何もなく、ただ、じっと外を眺めて、アイデアを待つ(考える)。そんな生活に……”もう、戻ることはなかった……”。
「……どういうつもりだ、お前たち!」
机を思いっきり叩き、彼らを睨む。そこには桜色の着物と茶色交じりの深い桃色の袴を着た女と書生姿の男がまるで自分の部屋かのようにくつろいでいた。
「どういうつもりって……。働きに来たんですけど?」
「求人を出した記憶はないぞ!」
「それに、まだ、世間がざわついてて自分の時間を作れなくて……。ここなら良い隠れ……安全かなって思って」
「本心が見え見えだぞ、馬鹿者ども……」
カイクが不機嫌そうに彼らを見る。今まで駒井が来る以外平和な時間だったのに、彼らのせいで台無しになったのだ。一人を好むカイクにとっては最悪である。
そんなカイクを落ち着かせるかのように駒井が言った。
「良いじゃないですか。僕としては誰かが見張ってくれる方が助かりますし。
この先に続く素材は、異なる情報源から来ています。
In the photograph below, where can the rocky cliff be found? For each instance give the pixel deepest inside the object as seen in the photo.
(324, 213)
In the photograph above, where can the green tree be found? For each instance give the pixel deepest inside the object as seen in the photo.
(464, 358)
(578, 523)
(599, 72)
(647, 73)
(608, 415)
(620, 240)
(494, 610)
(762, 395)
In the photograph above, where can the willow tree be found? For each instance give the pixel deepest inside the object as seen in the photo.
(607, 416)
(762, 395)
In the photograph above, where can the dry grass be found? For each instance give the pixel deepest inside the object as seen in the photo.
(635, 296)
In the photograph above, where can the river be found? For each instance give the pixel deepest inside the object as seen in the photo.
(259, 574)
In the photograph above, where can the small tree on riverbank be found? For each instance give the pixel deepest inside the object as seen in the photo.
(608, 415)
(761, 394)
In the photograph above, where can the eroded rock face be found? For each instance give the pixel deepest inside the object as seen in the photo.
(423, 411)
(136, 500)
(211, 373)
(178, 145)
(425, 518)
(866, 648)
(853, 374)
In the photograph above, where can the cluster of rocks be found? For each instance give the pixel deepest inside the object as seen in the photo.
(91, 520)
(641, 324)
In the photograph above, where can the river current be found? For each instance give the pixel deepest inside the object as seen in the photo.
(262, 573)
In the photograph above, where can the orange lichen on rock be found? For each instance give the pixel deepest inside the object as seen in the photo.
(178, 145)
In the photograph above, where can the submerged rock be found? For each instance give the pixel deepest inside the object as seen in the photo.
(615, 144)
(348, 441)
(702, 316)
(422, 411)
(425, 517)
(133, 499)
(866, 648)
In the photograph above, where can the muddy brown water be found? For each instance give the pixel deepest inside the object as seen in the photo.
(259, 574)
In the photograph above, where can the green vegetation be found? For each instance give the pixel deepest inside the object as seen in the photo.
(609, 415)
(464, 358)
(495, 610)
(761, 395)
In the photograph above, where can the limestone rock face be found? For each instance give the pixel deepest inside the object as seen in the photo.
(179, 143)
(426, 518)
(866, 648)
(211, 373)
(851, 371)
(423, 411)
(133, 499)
それに、彼らにはまだ妖気が残ってると思うので先生が好きな怪奇現象に出会えるかもしれませんよ?」
「っ!! ……それは……」
カイクが黙る。何かを考えているかのように頭を抱え、机でうなだれる。そして、何か決めたかのように顔をあげる。
「よし、わかった。半年契約だ! その間で俺に怪奇現象を持ってきたら契約続行だ! いいな?」
「本当? やったぁ! 頑張ろう、優!」
「うん、鈴姉ちゃん!」
二人は子供のように跳ねて喜ぶ。
「なんだ、お前ら。名前あるのか?」
カイクが意外そうな顔で言う。二人は「当たり前だよ!」と言い、怒る。
「名乗らなかったのでな、かわいそうな境遇で育ったのかと思てな」
笑いながら言うカイクを二人は睨む。しかしカイクはそれを気にしなかった。
「それならお前らのここでの名前は“ゆう”と“れい”だ」
「「……なんで?」」
「二人合わせて“ゆうれい”だ。俺にとって平和を脅かす疫病神になりそうだからな」
小馬鹿にするかのようにカイクが言う。そんなカイクにイラついたのか二人は近くにあった本を手に取った。そして、大声をあげてカイクめがけて本を投げた。
「「バカにするなぁぁ!!!!!!」」
二人の声は建物の外まで響いた。
R県のとある街のビル街にはおかしな建物がある。そこに住む作家は有名作家であり、問題児である。人々はこういう「憑き物もの書き」と……。